Avec ou sans Rafsandjani l'Assemblée des experts reste toute dévouée au Guide suprême, l'Ayatollah Ali Khamenei. Sur le papier ses 86 membres ont le pouvoir de le nommer et aussi de le limoger. Mais dans les faits, l'Assemblée est constituée de sorte à ce que sa loyauté soit garantie au Guide. Pour sa part, Ali Khamenei persiste à soutenir son poulain conservateur, Mahmoud Ahmadinejad. L’enjeu de cette querelle de palais islamique tient en effet à des rivalités de personnes qui prétendent assurer la pérennité de la Révolution de manière plus ou moins dogmatique.
La fuite en avant du Guide suprême
Le Guide Khamenei était sorti de son rôle traditionnel d'arbitre impassible en juin 2009 pour dénoncer, comme des suppôts de l'étranger, les manifestants qui contestaient alors la réélection d'Ahmadinejad à la présidence. Cela avait semblé le fragiliser, en particulier vis-à-vis du cénacle de dignitaires qui tient le haut du pavé religieux dans la bonne ville de Qom. Et finalement, le Guide suprême n'avait plus guère d'autre choix que la fuite en avant pour conforter son assise dans la République islamique elle-même déchirée par des ambitions concurrentes de plus en plus manifestes dans les allées du pouvoir.
A 76 ans, l’ancien président Rafsandjani avait largement fait en quatre ans le tour de la virtualité du pouvoir imparti à la présidence de l'Assemblée des experts. Il avait du reste annoncé qu'il cèderait la place au très conservateur Mohammad Reza Mahdavi Kani, un ayatollah octogénaire qui a été Premier ministre aux débuts de la Révolution islamique de 1979. C'est chose faite.

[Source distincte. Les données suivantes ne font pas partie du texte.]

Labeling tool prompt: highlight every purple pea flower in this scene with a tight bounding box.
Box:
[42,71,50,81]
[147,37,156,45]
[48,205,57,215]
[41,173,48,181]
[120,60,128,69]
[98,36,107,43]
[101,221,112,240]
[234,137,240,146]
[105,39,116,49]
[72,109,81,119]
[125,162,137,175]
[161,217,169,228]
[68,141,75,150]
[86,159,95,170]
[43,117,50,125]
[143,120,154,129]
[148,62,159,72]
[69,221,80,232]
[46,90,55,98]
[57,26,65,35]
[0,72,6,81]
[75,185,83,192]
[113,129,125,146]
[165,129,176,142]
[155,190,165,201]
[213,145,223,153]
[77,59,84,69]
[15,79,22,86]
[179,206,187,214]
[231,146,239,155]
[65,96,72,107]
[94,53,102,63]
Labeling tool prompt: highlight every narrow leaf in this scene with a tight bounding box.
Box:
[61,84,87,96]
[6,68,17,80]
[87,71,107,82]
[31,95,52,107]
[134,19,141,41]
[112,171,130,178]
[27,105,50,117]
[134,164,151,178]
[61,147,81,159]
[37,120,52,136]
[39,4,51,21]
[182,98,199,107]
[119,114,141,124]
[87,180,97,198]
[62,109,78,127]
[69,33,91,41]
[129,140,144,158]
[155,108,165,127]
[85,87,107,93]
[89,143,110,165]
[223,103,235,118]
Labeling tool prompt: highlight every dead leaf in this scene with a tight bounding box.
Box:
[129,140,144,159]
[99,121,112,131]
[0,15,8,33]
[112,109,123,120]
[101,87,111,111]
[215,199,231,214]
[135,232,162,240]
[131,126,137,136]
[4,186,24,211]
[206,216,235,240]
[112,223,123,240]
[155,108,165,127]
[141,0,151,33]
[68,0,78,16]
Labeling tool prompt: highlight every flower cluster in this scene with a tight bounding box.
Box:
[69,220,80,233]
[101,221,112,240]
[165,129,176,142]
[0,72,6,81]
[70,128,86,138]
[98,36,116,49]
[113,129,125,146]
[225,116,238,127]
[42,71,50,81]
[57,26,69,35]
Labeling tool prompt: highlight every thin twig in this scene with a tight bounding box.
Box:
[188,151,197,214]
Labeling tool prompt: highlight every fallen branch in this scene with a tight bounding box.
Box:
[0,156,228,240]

Mais Rafsandjani reste président du Conseil de discernement, une structure chargée de conseiller le Guide suprême et de servir d’arbitre entre le Parlement et le gouvernement. Une position également très honorifique dans le savant mille-feuilles persan de la République islamique.
Rafsandjani se cherche une place dans l'opposition
L'ancien président Rafsandjani va pouvoir se chercher une place dans l'opposition. Ces derniers mois, il s'est démarqué des concurrents malheureux d'Ahmadinejad à la présidentielle de 2009, l'ancien Premier ministre Mir Hossein Moussavi et l'ancien président du Parlement Mehdi Karoubi, les deux chefs de file réformateurs brutalement écartés de la scène politique après avoir servi des mois durant de boucs émissaires au régime Ahmadinejad en proie à une contestation urbaine qui ne tarit pas mais qui n’est pas encore parvenue à s’organiser efficacement.
Pour sa part, Rafsandjani a été un partisan de la première heure de la Révolution islamique. Il est resté un poids lourd de la République qu’il a présidée entre 1989 et 1997, s’affichant comme un « pragmatique » et passant la main au réformateur Mohammad Khatami, face au conservatisme populiste de Mahmoud Ahmadinejad qui a en quelque sorte détrôné cette faction du pouvoir avec sa victoire surprise à la présidentielle de 2005. Depuis, les avis sont très partagés sur Rafsandjani. Ses adversaires lui reprochent une cupidité très temporelle quand ses amis en font la principale victime du camp Ahmadinejad sinon le principal porte-drapeau de l’opposition.
Ces dernières années, Rafsandjani a beaucoup louvoyé, s’efforçant de renvoyer dos-à-dos manifestations inconsidérées, d’après lui, et répression « exagérée». En 2007, son accession à la présidence de l’Assemblée des experts avait semblé lui donner un second souffle. Dans l’immédiat, les conservateurs resserrent les rangs.